My ideal job would be at a smallish college (community or lib arts) that emphasizes teaching while allowing some time for research and scholarship. Once the academic's focus is taken away from the classroom, the inner autist starts to grow.

I'm too lazy, dumb, and bad with deadlines. My attempts at education have all ended in disaster, and I doubt that change if I tried again.

Same here. I'm getting my master's in bio and I thought I was going to enjoy the research more than I am. Might not go for a PhD after all.

Insuffurable retards with huge egos

How full of yourself are you? Worry about finishing undergrad before you start thinking that your beautiful theories will be constrained

hows that being under a hubris? I just don't want to be chained to one field

If you have something well research and interesting to say a journal isn't going to shut you out just cause your phd is in a different discipline. They might even give you preference if they are looking to create a crossdisciplinary image.

Some journals might decline to publish if you are not provocative enough I hear. Like The American Historical Review is a notorious shit stirrer.

It's hubris because you should be grateful if you ever get anything published at all. It's hubris because you probably don't even have enough expertise or knowledge to publish anything even in one field. Also "being under a hubris" is a ridiculous turn of phrase which shows you don't even know how to write properly. I'm not trying to be needlessly cruel, it's just that odds are you'll never have anything published at all.

Not even that user, but you're being a dick. It's not hard to get published, and I you find it hard, you probably just aren't trying hard enough. Journals will take most if it's not terrible.

Also, "being under a hubris" is correct.

That aside I'd avoid academics. Too many gamphrels and hotshots running about

>"being under a hubris" is correct.
No it isn't

Neat.

Is it really so hard to get published in journals?

>so hard to get published in journals

Not really, if your ambitions are reasonable and your argument is backed up with reference to relevant scholarship. Sure there's needlessly pompous people working at some top-flight journals, but if you've done your homework and can argue your point well (and you're attentive to the reviewer's comments) you can get published.

Once you're in the position to start publishing (i.e. finished your MA, working on a PhD) you'll have a pretty good idea of what it takes. An argument that can withstand the precedent of previous scholarship while arguing something new, that breaks a bit of new ground, ought to be published.

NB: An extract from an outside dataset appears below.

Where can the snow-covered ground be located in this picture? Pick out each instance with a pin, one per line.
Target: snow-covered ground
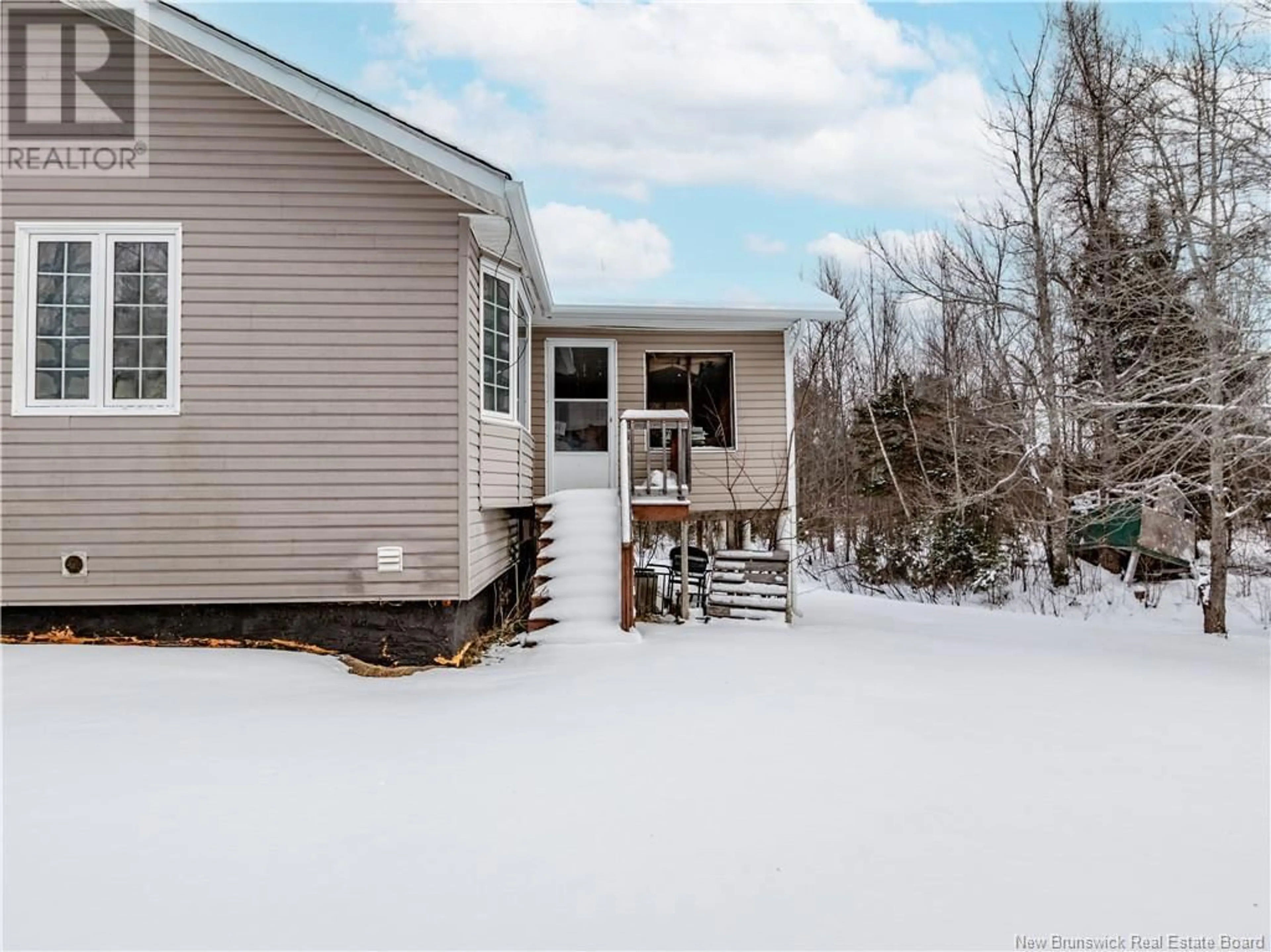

In my experience, having been both accepted and rejected multiple times, most people that work (volunteer) for academic journals are decent people that are eager for students to break some ground and make a name for themselves.

Some truly are insufferable, shells of a human being. Some, I imagine, are genuinely good people.

No, I think they're failed nerds that couldn't make it in the real world.

Usually. The bad ones always overshadow the good though.

There is a large nugget of truth to this. If tenure was ever abandoned, many academics that I know could hardly make it in the academy, let alone the "real world".

I dislike most of them, especially in the humanities. mostly good for nothing. I'd like it if we no longer produced any new ones, we already have more than enough.

Interesting. Can we discuss this point more in depth?

bump

If I want to get a Phd in Theology what time of time commitment am I looking at?